Code to efficiently find the 'nearest neighbour' index in a sorted (monotonic non-decreasing) numeric vector, using a simple binary search. While this is a simple operation, a very fast and memory efficient approach seems to be lacking in R.

It takes 3 arguments as input:

1. A sorted numeric vector X

2. A real number (or a vector of them) Y. We want to find values in X that are close to Y.

3. A flag indicating whether we should check that the first argument really is sorted.

The code returns an integer vector I (with the same length as Y) such that X[I] are the nearest-neighbours of Y in X.

This code relies on the Rcpp package being installed.

INSTALLATION The code requires that the Rcpp is installed. If you don't have it already, then you can run the following command from within R:

    install.packages('Rcpp')

USAGE Below we show a simple use case

    source('nearest_index_sorted_cpp.R')
   
    # Example sorted data 
    x = c(-10, 1, 2,3,4,7)

    # Find the index in x nearest to 1.3 (should be 2, since x[2] = 1, which is closest to 1.3)

    nearest_index_sorted_cpp(x, 1.3, check_is_sorted=1)
    # [1] 2

    # We can do multiple numbers at once
    nearest_index_sorted_cpp(x, c(1.3, 3.2), check_is_sorted=1)
    # [1] 2 4
   
    # Since check_is_sorted=1 the above command first checks that x is sorted
    # (monotonic non-decreasing).
    # If x were not sorted (i.e. increasing) then the above command would fail

    y = c(x, -20) # y is not increasing
    nearest_index_sorted_cpp(y, 1.3, check_is_sorted=1)
    # Error: First argument must be a monotonic non-decreasing vector

    # If you are doing repeated searches through a large x, it is potentially
    # very inefficient to check that x is sorted every time.
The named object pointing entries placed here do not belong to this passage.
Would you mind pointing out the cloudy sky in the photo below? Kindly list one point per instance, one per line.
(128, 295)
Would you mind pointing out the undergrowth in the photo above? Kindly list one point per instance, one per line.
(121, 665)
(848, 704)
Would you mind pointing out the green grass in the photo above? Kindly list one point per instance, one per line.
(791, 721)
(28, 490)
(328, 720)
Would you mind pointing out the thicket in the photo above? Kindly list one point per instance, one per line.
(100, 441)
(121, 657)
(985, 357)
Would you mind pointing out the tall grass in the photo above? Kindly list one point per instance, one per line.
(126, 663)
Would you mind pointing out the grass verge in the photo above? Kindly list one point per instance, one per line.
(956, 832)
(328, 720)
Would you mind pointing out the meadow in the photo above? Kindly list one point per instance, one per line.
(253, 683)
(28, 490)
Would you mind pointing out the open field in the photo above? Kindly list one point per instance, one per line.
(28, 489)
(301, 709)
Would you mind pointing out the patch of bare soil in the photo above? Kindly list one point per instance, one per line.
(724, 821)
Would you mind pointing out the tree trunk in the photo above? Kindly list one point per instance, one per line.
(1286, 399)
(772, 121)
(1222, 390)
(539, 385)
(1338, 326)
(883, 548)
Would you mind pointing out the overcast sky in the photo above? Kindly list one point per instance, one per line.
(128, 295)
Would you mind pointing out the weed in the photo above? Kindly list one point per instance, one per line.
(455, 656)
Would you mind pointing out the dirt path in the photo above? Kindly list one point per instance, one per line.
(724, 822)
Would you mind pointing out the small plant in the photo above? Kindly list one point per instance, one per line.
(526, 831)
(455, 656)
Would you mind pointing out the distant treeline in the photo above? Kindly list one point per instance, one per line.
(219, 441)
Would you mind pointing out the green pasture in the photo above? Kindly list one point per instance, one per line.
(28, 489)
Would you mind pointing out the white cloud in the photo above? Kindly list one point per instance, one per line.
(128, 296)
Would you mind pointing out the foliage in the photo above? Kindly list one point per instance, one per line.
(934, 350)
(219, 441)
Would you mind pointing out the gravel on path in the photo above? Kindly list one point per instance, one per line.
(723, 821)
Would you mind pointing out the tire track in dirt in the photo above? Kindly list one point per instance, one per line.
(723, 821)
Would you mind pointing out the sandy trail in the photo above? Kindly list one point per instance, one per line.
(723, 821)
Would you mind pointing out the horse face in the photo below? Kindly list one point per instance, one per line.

Thus you can suppress
    # the check by setting check_is_sorted=0. 

    nearest_index_sorted_cpp(x, 1.3, check_is_sorted=0) # Faster for large x, but dangerous!
    # [1] 2

BEWARE:

If x is not monotonic non-decreasing and check_is_sorted=0, then the code may produce unreliable results without warning. Thus you should always use check_is_sorted=1 on the first lookup (to catch unexpected errors), and only use check_is_sorted=0 on subsequent lookups if speed is an issue.

TESTS:

To test the code, open R and run:

    source('test_nearest_index_sorted_cpp.R')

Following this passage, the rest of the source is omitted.